The signal realizes the storage of data while remaining in a specific time period as it flows 
through the input gate, output gate, and forget gate in turn. The neural network's LSTM structure 
shows that the input variable immediately travels horizontally from input to output. In a result, the 
error in prediction will begin to rise before increasing suddenly in direct proportion with the previous 
occurrence in the prediction model[7]. The LSTM prediction accumulation error in the forecasting for 
the regular demand for electricity. The data set used for training for the short-term load forecasting 
approach usually lasts a day or an entire week. 


2. Bi-LSTM 


A bidirectional LSTM is recommended here to deal with the accumulative error problem, which 
is shown in Figure 3. The two layers of LSTM structure which make up the bidirectional LSTM 
neural network are used to calculate the hidden vector from the front to the back and from the back to 
the front, accordingly. These two layers regulate the output of the bidirectional LSTM neural network. 
The standard feed-forward mechanism neural network is unique from the bidirectional LSTM neural 
network. In a bidirectional LSTM, the internal nodes in each layer have no connection to one another. 
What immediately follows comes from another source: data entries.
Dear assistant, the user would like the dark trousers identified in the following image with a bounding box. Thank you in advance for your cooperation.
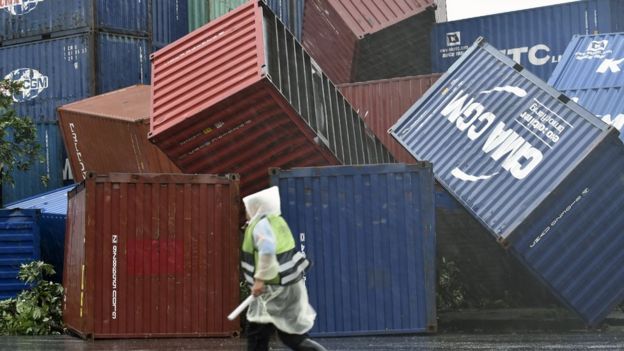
[247,322,308,351]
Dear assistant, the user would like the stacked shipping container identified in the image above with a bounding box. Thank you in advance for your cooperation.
[392,39,624,325]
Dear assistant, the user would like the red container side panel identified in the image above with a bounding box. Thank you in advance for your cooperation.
[66,173,240,338]
[150,1,264,137]
[338,74,441,163]
[329,0,433,38]
[155,80,339,196]
[302,0,357,84]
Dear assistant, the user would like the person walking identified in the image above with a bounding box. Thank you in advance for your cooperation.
[241,186,326,351]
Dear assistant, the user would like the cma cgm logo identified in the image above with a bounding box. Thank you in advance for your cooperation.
[0,0,45,16]
[4,68,48,102]
[441,86,544,182]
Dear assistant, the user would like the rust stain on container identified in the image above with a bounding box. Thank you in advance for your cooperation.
[63,173,240,338]
[58,85,181,182]
[338,74,441,163]
[328,0,433,38]
[150,1,394,196]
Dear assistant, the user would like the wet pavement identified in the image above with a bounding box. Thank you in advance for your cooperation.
[0,329,624,351]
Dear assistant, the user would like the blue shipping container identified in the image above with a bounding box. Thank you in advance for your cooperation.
[431,0,624,80]
[0,0,150,42]
[391,39,624,325]
[0,209,40,300]
[548,33,624,140]
[152,0,188,51]
[2,122,69,204]
[271,162,437,336]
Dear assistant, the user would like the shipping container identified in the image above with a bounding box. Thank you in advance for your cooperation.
[188,0,304,40]
[63,173,240,338]
[0,122,70,204]
[0,33,150,121]
[0,209,40,300]
[431,0,624,80]
[150,1,394,196]
[6,184,76,284]
[58,85,181,182]
[271,162,437,336]
[301,0,358,83]
[329,0,434,39]
[0,0,151,45]
[151,0,189,51]
[338,74,440,163]
[391,38,624,326]
[354,7,435,82]
[548,33,624,140]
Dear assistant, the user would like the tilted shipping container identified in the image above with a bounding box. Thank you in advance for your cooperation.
[63,173,240,338]
[431,0,624,80]
[0,209,41,300]
[58,85,181,182]
[338,74,440,163]
[271,162,437,336]
[548,33,624,140]
[150,1,393,195]
[0,0,151,44]
[392,39,624,325]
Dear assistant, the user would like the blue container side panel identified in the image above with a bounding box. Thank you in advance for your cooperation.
[392,43,608,238]
[511,133,624,326]
[96,33,151,94]
[271,164,436,336]
[0,209,41,300]
[0,0,149,42]
[5,184,77,216]
[152,0,189,51]
[2,122,67,204]
[0,34,94,121]
[431,0,622,80]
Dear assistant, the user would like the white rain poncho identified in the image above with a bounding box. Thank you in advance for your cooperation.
[243,186,316,334]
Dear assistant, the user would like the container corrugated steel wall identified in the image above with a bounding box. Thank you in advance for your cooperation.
[0,0,151,42]
[548,33,624,140]
[392,39,624,325]
[329,0,433,38]
[0,209,41,300]
[338,74,440,163]
[58,85,180,182]
[353,7,435,82]
[301,0,358,83]
[431,0,624,80]
[63,173,240,338]
[150,2,394,195]
[271,163,437,336]
[0,33,150,121]
[2,122,66,203]
[151,0,189,51]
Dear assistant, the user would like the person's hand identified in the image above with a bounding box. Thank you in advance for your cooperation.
[251,279,264,297]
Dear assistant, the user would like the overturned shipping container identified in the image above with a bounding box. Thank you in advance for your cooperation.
[392,39,624,325]
[338,74,440,163]
[271,163,437,336]
[431,0,624,80]
[548,33,624,140]
[63,173,240,338]
[150,1,393,195]
[58,85,181,182]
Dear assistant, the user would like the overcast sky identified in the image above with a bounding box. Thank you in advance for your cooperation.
[446,0,578,21]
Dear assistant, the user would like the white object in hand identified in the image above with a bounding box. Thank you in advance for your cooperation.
[228,295,256,320]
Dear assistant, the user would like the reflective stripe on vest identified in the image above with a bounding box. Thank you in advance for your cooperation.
[241,215,310,285]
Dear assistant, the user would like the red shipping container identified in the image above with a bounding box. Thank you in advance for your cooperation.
[63,173,240,338]
[58,85,181,182]
[150,1,394,196]
[338,74,441,163]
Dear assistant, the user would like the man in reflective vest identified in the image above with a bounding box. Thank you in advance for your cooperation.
[241,187,325,351]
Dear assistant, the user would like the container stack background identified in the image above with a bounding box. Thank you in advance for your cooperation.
[0,0,624,338]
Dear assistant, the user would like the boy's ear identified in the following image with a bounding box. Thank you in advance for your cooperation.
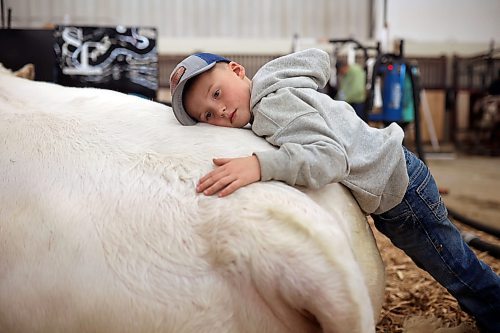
[229,61,245,78]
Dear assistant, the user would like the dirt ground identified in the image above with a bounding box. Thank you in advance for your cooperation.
[370,154,500,333]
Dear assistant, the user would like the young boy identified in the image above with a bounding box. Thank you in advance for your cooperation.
[170,49,500,332]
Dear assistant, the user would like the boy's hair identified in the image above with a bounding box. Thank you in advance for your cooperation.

With the goal to improve the association of single pieces of information in multiple-time series, a 
directional loop is included in the connection of hidden layers, foregoing data; outcomes are learned 
and stored in the memory unit. Combining the previous output to the current input produces the neural 
network's current output. However, due to a lack of delay window width, there currently are going to 
be gradient disappearance and gradient explosion issues when the time series' input data grows in 
volume[8].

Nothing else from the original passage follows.